Seoul National University Hospital researchers have developed an artificial intelligence (AI)-based system that can diagnose attention deficit hyperactivity disorder (ADHD).
|Professor Kim Bung-nyun|
Diagnosis of ADHD, characterized by poor concentration, distraction, and impulsiveness, is made by clinical diagnostic procedures that require long professional training, including various developmental assessments, use of assessment scales, and diagnostic interview tools.
However, there is a lot of reliance on the parent or teacher who fills out the evaluation forms. The problem is that such a process has room for subjective judgment of parents and teachers.
In the case of parents with high anxiety, it is possible to report the seriousness of the children's problems with high severity, while parents with low anxiety may downplay the children's symptoms.

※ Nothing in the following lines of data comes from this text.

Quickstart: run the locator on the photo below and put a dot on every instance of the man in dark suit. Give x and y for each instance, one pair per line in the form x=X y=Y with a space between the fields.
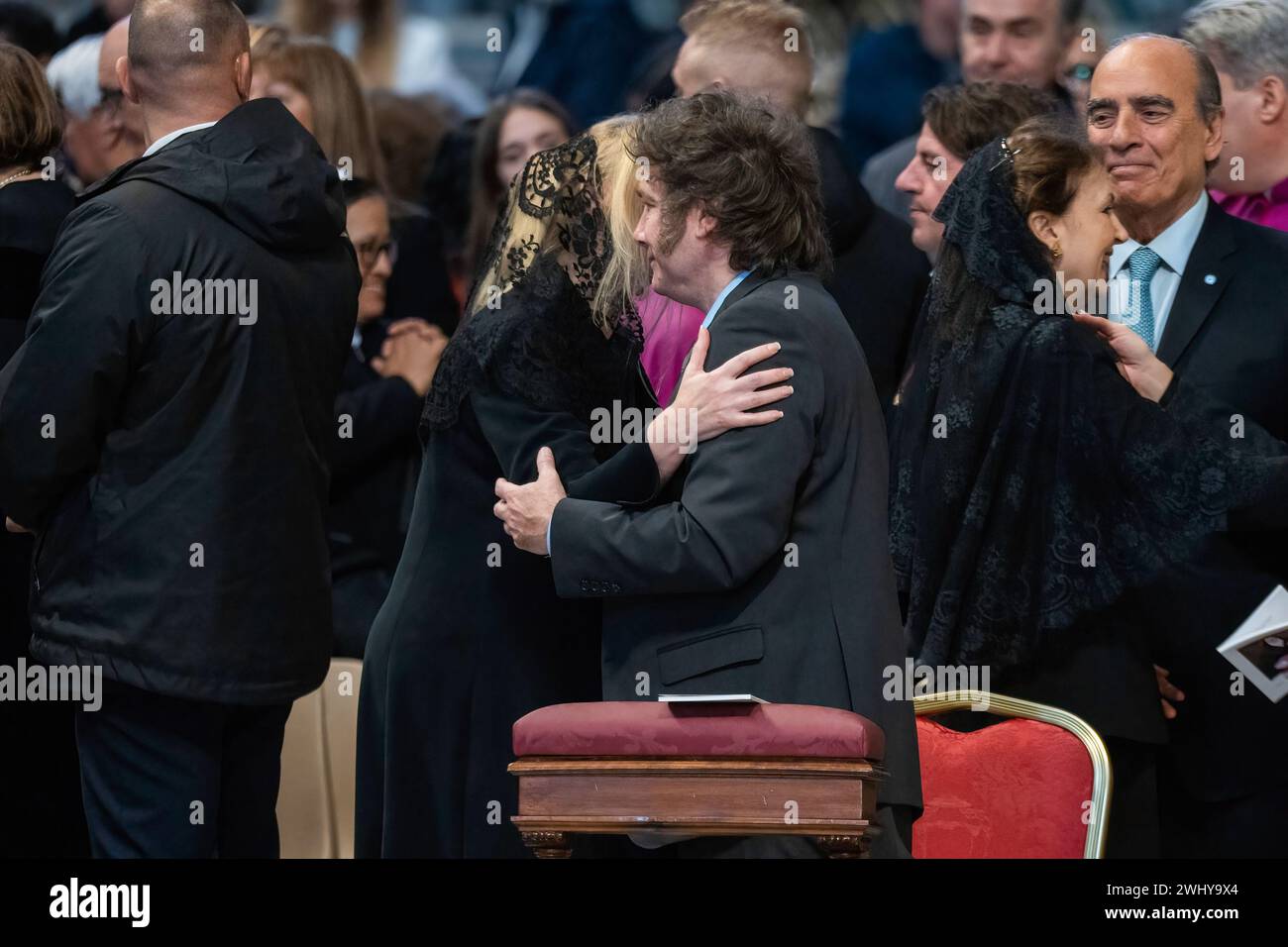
x=763 y=566
x=375 y=457
x=1019 y=42
x=1212 y=307
x=879 y=278
x=163 y=432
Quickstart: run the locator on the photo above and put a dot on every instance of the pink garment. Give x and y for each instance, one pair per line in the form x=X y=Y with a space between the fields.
x=670 y=330
x=1269 y=209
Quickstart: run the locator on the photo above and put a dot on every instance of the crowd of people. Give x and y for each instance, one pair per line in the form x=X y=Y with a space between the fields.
x=307 y=344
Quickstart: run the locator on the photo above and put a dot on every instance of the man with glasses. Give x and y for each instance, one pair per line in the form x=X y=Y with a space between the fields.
x=120 y=123
x=375 y=459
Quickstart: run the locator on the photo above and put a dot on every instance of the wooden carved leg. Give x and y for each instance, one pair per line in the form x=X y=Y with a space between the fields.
x=549 y=844
x=842 y=845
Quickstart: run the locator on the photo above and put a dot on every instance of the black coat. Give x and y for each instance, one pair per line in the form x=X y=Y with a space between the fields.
x=763 y=567
x=374 y=471
x=179 y=509
x=42 y=812
x=879 y=277
x=473 y=635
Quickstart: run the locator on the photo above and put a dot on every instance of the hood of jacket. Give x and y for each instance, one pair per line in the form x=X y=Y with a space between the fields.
x=258 y=169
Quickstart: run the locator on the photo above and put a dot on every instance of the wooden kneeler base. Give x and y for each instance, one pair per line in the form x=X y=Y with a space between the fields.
x=561 y=796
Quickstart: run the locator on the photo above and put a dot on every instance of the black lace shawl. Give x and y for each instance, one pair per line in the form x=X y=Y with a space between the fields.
x=539 y=339
x=1029 y=483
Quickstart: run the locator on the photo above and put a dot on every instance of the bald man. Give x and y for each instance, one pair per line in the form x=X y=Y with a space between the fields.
x=163 y=431
x=763 y=48
x=1212 y=309
x=120 y=120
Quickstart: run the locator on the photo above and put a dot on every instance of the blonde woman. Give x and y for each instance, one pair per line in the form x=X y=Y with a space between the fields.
x=404 y=53
x=473 y=635
x=321 y=89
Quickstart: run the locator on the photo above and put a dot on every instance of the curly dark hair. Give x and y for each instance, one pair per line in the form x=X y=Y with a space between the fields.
x=751 y=167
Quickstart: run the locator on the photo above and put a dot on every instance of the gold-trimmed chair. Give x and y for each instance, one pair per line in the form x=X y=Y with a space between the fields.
x=1035 y=785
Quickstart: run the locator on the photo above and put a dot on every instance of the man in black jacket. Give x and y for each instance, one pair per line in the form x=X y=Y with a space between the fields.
x=376 y=453
x=1215 y=313
x=879 y=278
x=763 y=567
x=163 y=432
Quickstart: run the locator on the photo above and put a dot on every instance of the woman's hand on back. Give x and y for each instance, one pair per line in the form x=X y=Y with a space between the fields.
x=707 y=403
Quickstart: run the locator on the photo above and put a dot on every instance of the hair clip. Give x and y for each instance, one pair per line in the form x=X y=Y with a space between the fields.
x=1008 y=155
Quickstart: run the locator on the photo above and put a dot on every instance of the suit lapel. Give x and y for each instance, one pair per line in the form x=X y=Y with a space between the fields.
x=1207 y=273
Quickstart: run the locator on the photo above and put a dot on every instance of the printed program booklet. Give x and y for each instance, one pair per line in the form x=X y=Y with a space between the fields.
x=1261 y=643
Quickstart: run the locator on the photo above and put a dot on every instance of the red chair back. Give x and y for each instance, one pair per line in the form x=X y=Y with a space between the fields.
x=1018 y=789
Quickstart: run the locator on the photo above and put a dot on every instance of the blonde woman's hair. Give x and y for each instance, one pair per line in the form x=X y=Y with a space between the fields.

Also, even if the child needs treatment, symptoms may worsen due to the false belief of parents or caregivers who may have a wrong idea of the disorder and lead to secondary complications.
Therefore it is necessary to consider the credibility of the information carefully, and the ADHD diagnosis process requires high proficiency of the clinician and additional follow-up with neuropsychological tests.

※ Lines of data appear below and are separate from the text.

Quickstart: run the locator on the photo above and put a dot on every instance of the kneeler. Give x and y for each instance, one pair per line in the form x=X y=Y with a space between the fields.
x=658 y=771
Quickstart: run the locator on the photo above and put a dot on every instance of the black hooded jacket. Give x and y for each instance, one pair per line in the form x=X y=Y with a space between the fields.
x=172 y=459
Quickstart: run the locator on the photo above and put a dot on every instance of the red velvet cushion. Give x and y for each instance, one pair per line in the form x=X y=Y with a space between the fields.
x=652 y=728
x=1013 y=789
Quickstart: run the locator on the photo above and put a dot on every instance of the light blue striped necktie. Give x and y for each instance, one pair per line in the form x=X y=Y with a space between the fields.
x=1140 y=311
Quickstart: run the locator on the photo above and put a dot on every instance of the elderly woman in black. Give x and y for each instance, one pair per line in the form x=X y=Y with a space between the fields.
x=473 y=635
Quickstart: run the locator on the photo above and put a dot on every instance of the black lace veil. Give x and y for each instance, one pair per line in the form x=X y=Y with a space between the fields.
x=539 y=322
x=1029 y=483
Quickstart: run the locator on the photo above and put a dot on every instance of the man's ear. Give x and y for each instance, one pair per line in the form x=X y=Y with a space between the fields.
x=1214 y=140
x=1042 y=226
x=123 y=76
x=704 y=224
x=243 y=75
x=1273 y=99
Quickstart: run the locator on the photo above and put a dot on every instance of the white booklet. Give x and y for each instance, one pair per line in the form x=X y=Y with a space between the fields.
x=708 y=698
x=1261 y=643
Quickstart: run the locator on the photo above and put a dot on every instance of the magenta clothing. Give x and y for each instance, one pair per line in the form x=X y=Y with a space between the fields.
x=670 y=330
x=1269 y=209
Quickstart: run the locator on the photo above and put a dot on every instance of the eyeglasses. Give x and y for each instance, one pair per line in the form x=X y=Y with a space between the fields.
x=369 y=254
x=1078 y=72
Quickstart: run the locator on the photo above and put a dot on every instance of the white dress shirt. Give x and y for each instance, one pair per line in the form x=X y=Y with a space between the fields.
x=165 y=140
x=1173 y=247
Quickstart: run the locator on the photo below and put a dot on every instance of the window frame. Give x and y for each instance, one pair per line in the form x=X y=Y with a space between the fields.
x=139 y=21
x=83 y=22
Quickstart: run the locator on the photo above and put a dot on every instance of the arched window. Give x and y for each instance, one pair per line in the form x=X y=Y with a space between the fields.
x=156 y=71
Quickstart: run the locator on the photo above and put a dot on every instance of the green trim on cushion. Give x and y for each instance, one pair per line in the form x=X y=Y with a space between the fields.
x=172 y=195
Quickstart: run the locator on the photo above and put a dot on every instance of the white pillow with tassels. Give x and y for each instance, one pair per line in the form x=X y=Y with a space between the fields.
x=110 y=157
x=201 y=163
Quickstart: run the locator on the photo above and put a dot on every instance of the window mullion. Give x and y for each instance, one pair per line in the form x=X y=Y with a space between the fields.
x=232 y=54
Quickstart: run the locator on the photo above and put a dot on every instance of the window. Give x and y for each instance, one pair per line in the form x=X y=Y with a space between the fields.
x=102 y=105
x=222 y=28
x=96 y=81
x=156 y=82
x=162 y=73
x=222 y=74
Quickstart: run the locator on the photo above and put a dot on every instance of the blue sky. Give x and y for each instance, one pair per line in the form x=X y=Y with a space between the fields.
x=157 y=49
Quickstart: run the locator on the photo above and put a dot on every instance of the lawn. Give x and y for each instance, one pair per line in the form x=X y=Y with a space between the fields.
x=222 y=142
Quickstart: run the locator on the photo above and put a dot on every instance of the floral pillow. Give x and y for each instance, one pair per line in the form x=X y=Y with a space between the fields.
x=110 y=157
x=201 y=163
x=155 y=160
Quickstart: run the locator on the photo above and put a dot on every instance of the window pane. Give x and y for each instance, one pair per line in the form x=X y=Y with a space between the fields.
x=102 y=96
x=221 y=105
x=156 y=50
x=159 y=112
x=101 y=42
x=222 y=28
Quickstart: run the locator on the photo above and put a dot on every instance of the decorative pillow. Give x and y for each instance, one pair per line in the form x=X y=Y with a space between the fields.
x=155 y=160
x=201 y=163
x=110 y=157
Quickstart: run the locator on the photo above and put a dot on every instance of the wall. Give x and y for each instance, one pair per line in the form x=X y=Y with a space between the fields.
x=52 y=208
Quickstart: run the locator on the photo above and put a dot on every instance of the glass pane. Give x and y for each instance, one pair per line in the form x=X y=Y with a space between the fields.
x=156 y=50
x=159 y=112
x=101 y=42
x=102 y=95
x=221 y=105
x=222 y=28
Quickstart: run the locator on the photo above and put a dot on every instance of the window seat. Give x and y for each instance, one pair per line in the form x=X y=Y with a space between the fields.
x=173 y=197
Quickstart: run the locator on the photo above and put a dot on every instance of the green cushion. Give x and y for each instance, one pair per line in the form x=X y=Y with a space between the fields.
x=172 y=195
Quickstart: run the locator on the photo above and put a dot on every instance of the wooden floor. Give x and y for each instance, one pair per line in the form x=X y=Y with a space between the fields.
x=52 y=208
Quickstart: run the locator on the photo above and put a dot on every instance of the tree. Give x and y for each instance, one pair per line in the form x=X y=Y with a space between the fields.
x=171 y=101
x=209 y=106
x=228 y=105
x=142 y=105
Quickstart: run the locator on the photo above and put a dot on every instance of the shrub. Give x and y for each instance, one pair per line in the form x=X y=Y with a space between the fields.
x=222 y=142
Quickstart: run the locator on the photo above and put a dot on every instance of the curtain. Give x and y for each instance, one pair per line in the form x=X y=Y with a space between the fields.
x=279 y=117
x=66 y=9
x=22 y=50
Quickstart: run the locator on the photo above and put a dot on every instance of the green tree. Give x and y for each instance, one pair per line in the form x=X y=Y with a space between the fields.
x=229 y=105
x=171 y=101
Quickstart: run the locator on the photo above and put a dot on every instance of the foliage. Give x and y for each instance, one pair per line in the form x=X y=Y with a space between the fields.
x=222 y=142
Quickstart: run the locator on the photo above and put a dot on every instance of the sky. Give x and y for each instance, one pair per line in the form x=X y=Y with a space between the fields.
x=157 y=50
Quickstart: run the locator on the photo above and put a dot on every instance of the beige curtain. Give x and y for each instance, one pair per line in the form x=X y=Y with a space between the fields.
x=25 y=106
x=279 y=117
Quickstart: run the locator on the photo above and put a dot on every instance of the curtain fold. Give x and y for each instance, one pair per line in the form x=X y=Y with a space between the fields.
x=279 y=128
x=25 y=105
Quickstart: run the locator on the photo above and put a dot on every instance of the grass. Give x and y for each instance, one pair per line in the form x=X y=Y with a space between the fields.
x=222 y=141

The AI program, based on the combined brain imaging data developed by the research team led by Professor Kim Bung-nyun, acquires data from a variety of brain images, including fMRI, DTI, and aMRI in 47 ADHD patients and 47 non-ADHD personnel. The team then used a repeated-learning model to determine whether the brain belongs to an ADHD patient or an average person.

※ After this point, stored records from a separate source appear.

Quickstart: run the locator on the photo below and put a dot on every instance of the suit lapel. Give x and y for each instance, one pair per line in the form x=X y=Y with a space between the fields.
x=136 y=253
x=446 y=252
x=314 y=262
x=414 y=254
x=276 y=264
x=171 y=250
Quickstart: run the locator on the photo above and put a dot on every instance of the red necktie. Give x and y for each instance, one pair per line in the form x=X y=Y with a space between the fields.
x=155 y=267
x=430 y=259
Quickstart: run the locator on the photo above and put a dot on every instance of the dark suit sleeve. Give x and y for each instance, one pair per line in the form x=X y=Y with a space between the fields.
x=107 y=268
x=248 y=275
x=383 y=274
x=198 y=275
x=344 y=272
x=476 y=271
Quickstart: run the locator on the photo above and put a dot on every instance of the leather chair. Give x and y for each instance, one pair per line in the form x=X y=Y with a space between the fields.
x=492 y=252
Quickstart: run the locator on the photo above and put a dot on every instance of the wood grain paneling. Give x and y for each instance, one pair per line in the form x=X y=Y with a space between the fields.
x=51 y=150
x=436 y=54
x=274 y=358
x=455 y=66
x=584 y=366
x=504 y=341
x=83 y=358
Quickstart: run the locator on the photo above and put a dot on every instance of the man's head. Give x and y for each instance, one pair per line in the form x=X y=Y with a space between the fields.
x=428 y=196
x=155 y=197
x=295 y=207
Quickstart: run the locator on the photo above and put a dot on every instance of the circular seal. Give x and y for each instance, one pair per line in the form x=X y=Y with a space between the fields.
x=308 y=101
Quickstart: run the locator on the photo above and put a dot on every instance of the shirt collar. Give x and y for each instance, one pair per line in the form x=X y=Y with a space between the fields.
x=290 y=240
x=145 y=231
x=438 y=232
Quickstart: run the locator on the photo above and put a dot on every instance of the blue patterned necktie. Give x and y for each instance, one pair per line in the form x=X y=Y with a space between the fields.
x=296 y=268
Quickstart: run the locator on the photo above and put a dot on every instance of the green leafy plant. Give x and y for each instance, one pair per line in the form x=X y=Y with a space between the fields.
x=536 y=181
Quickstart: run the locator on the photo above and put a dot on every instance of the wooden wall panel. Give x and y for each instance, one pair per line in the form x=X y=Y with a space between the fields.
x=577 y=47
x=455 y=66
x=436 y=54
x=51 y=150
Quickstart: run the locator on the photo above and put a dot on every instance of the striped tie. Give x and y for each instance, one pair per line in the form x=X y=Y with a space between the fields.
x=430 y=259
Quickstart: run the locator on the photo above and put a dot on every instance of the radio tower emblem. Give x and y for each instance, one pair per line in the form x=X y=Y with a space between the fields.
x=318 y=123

Professors Jeong Beo-seok at Korea Advanced Institute of Science and Technology and Yoo Jae-hyun at St. Mary's Hospital also participated in the study.
The team's program focused on developmental abnormalities in several critical areas of the brain as the brains of ADHD patients had distinct structural defects in the network for screening important stimuli and the frontal lobe responsible for suppressing responses.
"The brain imaging big data opened the way to distinguish between normal developing children and ADHD patients," Professor Kim said. "Various brain structures and functional images can be explained more thoroughly with the AI-based platform to explain the cause of future ADHD behavior."
Such aspects have an excellent potential for ADHD diagnosis and development of a treatment, Kim added.
Brain Imaging & Behavior published the results of the study.